B. burgdorferi antigenic peptide library screening and selection of prevalent LD-specific epitopes. a Overview of the screening of epitopes to select the most relevant peptide antigens that function in the paper-based xVFA platform. b Heatmap representing the reactivity of peptides screened against LD positive (+) and negative (−) patient samples to develop the paper-based multi-antigen xVFA platform. c Variance of the peptide signal intensity obtained using xVFA plotted in decreasing order of reactivity to identify the most active antigens. d Heatmap representing the correlation of peptides against each other.

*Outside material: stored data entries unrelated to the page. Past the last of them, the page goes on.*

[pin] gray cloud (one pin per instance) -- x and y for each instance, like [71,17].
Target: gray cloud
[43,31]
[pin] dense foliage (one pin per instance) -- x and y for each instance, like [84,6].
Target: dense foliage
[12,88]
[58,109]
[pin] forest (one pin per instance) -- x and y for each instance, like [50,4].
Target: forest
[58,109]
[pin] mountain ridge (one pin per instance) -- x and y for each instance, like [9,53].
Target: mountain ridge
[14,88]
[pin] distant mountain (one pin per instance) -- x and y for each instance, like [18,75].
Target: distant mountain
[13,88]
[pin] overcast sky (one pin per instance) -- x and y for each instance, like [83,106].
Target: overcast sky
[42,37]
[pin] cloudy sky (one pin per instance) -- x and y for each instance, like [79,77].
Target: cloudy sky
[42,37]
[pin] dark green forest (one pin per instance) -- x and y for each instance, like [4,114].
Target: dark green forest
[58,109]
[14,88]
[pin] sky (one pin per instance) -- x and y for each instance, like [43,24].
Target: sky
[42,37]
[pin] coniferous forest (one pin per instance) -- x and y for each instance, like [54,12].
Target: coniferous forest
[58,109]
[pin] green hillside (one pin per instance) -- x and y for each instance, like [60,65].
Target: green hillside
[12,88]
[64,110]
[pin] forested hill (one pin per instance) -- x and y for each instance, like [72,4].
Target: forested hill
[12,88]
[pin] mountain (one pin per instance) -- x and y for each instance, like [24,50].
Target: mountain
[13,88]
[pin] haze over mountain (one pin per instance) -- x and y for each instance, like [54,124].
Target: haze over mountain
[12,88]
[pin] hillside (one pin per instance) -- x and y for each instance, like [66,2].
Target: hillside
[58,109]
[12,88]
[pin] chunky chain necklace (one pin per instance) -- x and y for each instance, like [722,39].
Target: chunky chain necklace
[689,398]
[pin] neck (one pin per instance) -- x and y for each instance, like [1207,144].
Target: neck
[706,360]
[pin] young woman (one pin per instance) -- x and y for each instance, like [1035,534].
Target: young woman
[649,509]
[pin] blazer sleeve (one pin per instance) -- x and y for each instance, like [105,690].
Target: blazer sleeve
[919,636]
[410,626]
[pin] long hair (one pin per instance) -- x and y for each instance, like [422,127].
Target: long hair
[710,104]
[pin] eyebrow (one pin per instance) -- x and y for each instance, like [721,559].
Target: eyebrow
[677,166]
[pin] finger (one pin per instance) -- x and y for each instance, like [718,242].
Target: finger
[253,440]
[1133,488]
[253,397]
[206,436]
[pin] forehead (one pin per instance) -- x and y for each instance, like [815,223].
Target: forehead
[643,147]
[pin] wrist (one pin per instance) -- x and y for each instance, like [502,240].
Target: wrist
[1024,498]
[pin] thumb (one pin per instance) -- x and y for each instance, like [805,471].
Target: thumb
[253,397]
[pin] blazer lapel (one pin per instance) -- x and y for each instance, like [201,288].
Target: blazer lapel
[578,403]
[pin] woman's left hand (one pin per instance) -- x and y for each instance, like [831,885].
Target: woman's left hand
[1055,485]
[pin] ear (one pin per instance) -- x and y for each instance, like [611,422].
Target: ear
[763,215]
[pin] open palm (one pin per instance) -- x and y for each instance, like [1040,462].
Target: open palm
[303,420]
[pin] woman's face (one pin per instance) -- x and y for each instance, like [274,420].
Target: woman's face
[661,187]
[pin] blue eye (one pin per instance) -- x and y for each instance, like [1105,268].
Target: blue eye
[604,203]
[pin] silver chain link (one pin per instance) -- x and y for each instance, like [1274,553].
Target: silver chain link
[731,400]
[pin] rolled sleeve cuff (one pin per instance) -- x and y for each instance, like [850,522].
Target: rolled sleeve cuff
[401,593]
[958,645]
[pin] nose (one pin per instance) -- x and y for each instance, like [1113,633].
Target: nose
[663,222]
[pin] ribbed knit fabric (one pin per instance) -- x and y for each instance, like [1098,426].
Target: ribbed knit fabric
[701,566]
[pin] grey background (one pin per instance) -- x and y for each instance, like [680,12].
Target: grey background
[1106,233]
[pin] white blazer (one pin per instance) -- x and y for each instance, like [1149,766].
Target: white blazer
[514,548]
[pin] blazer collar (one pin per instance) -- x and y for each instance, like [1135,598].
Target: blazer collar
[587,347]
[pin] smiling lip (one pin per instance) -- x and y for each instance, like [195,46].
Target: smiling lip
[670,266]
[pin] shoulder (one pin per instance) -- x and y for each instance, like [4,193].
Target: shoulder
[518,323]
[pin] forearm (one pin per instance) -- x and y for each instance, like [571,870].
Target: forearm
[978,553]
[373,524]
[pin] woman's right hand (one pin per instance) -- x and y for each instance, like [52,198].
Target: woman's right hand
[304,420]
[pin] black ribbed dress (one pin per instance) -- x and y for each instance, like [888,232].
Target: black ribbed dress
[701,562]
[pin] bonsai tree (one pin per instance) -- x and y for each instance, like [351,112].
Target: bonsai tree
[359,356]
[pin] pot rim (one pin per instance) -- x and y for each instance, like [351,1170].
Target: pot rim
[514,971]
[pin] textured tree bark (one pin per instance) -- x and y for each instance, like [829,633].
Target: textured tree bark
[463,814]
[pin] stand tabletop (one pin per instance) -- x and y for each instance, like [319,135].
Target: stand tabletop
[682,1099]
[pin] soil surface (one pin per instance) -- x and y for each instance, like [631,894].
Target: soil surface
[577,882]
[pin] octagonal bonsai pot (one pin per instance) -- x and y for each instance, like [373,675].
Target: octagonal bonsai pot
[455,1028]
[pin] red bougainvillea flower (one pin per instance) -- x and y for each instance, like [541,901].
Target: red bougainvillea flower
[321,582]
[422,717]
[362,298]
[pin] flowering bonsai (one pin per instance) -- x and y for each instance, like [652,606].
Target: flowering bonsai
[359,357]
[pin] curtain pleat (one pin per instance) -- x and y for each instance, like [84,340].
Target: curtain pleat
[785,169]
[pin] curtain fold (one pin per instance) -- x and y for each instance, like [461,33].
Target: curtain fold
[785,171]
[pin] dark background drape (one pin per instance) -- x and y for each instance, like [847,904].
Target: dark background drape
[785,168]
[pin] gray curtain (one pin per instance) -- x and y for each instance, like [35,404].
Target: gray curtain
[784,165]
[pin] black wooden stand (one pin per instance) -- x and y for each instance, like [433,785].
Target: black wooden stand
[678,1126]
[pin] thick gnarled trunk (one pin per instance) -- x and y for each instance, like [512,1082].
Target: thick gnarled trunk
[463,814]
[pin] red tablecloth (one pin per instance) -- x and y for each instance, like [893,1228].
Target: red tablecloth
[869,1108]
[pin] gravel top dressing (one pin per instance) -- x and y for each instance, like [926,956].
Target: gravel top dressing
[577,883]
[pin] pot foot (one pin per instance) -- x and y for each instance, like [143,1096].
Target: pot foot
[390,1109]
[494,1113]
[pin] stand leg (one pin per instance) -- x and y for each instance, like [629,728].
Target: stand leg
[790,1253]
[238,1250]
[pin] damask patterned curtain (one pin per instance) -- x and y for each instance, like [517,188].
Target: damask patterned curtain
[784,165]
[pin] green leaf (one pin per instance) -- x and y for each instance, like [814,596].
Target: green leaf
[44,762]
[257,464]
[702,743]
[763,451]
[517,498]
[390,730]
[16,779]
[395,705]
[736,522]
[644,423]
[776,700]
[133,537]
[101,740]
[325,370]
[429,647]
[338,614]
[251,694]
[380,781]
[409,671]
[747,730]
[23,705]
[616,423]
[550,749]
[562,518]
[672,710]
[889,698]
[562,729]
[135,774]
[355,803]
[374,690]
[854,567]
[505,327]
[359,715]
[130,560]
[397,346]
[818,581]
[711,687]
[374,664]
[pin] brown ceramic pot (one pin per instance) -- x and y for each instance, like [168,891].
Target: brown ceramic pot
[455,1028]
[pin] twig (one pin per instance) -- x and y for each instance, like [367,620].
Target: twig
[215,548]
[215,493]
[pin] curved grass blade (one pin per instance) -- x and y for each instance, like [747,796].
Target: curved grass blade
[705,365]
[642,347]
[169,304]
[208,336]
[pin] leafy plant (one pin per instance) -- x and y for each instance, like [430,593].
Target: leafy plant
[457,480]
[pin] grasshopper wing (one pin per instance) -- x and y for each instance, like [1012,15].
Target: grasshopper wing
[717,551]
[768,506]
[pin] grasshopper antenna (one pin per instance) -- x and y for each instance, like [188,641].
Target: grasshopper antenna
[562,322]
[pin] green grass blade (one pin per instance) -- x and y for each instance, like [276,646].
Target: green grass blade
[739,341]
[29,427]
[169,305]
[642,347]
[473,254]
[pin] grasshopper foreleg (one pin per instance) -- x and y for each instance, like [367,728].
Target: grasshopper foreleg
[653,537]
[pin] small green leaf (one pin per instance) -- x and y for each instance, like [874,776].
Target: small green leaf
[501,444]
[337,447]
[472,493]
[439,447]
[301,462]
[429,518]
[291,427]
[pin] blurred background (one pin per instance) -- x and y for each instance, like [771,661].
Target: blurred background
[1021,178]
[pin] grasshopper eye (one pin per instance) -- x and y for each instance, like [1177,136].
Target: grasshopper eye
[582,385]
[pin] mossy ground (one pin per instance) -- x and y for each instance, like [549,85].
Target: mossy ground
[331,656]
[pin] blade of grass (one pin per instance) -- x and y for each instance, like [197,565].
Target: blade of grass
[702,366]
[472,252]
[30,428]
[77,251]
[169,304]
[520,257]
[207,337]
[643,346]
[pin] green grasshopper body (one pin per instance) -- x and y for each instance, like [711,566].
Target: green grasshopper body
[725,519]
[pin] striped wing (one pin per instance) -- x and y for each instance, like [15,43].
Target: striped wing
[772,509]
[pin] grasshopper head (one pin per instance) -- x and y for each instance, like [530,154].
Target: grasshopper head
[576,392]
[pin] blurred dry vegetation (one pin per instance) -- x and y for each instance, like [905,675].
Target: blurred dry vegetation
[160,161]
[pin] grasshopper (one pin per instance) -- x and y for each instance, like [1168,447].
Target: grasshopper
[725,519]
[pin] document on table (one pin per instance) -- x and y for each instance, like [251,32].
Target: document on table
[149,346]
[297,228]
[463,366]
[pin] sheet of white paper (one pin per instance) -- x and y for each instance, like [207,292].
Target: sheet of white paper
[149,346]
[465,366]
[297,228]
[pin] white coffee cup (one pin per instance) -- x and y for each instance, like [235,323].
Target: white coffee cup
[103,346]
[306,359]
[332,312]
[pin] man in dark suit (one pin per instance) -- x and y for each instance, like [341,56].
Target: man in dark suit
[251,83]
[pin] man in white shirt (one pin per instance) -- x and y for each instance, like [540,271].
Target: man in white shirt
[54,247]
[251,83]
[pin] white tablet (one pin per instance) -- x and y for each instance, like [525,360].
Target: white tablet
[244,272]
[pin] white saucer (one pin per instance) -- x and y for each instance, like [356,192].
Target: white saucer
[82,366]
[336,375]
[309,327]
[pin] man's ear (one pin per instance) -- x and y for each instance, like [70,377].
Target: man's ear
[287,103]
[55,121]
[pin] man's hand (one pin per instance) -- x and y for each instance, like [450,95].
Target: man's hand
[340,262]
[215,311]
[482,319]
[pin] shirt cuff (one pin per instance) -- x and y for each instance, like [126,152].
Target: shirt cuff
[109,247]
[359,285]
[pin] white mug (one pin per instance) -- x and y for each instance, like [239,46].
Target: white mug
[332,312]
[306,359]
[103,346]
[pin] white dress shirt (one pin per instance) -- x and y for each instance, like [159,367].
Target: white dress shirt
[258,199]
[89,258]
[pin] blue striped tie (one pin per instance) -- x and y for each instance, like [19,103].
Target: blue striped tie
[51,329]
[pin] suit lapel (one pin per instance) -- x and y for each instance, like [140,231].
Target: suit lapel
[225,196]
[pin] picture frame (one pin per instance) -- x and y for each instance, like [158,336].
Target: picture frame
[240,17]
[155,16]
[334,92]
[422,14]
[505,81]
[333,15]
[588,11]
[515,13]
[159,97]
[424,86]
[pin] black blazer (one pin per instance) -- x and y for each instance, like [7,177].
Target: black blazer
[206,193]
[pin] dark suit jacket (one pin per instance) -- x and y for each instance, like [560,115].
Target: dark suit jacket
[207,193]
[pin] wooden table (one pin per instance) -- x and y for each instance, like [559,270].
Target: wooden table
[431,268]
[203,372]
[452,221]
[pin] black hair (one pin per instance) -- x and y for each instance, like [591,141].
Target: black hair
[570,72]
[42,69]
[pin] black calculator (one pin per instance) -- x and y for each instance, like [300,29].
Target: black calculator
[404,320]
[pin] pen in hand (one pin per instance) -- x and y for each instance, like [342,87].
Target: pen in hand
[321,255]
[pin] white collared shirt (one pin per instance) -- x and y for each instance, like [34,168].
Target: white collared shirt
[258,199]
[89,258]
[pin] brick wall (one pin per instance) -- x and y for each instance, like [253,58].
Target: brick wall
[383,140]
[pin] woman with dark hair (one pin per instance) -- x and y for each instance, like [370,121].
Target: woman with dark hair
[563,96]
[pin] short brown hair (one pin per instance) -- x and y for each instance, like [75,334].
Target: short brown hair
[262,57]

Inset shows examples of highly correlated peptides (Rec164 and OspC1) and non-correlated peptides (modVlsE-FlaB and OppA4) which yield additional information for a diagnostic panel.

Figure 3.

Training of the multi-antigen xVFA panel using early-stage LD patient samples obtained from the Lyme Disease Biobank. a The multi-antigen coated sensing membrane and map of each antigen location spotted in duplicates along with the positive and negative control reaction spots. b Heatmap representing the average signal intensity obtained from the multi-antigen panel for the individual peptides and the positive and negative control spots. The color scale on the top represents the average %CV in measurement for all peptides per patient sample. c Receiver operator characteristics (ROC) resulting from the neural network-based multiplexed diagnostic model comparing the model's performance when different numbers of peptides are used to train the network. The inset shows the confusion matrix for a 3-peptide model. d Bar plot showing the area under the curve (AUC) for the different input features used to train the diagnostic model. A 3-peptide model including single immunoreaction spots from modVlsE-FlaB, Var2FlaB, and OppA4 yields the highest AUC of 0.94. e The final prediction outcome from the neural network-based diagnostic model, indicated as values from 0 to 1, where each dot represents a test that was perform on the xVFA using a patient sample (50 patient samples tested in triplicate). The red dotted line at 0.5 indicates the threshold for positivity of the diagnostic model.

Figure 4.

Blinded validation of the multi-antigen xVFA and the neural network-based diagnostic model using patient samples obtained from the CDC. a Prediction outcome from the neural network-based diagnostic model using the trained network indicated as values from 0 to 1, where each dot represents a test that was performed on the xVFA using patient samples that had different stages of LD, healthy control samples from regions where LD is endemic and non-endemic, cross-reactive samples from look-alike diseases such as fibromyalgia, rheumatoid arthritis, multiple sclerosis, mononucleosis, syphilis, and severe periodontitis. The red dotted line at 0.5 indicates the threshold for positivity of the diagnostic model. Three xVFA tests were run per sample. b Bar plot comparing the sensitivity (with and without the inclusion of early acute stage samples) and specificity of the rapid point-of-care, multiplexed vertical flow assay (xVFA) with centralized lab based Standard Two-tier Testing (STTT) and Modified Two-tier Testing (MTTT), gold standard diagnostic algorithms commercially used for LD diagnosis. One sample t-test was performed to compare the performance of the xVFA and the two-tier gold standard algorithms. The xVFA sensitivity and specificity was not statistically significantly different (p>0.05) from the two-tiered centralized lab assays with the exception of MTTT algorithm (*, p<0.05) when early-stage disease samples were also included.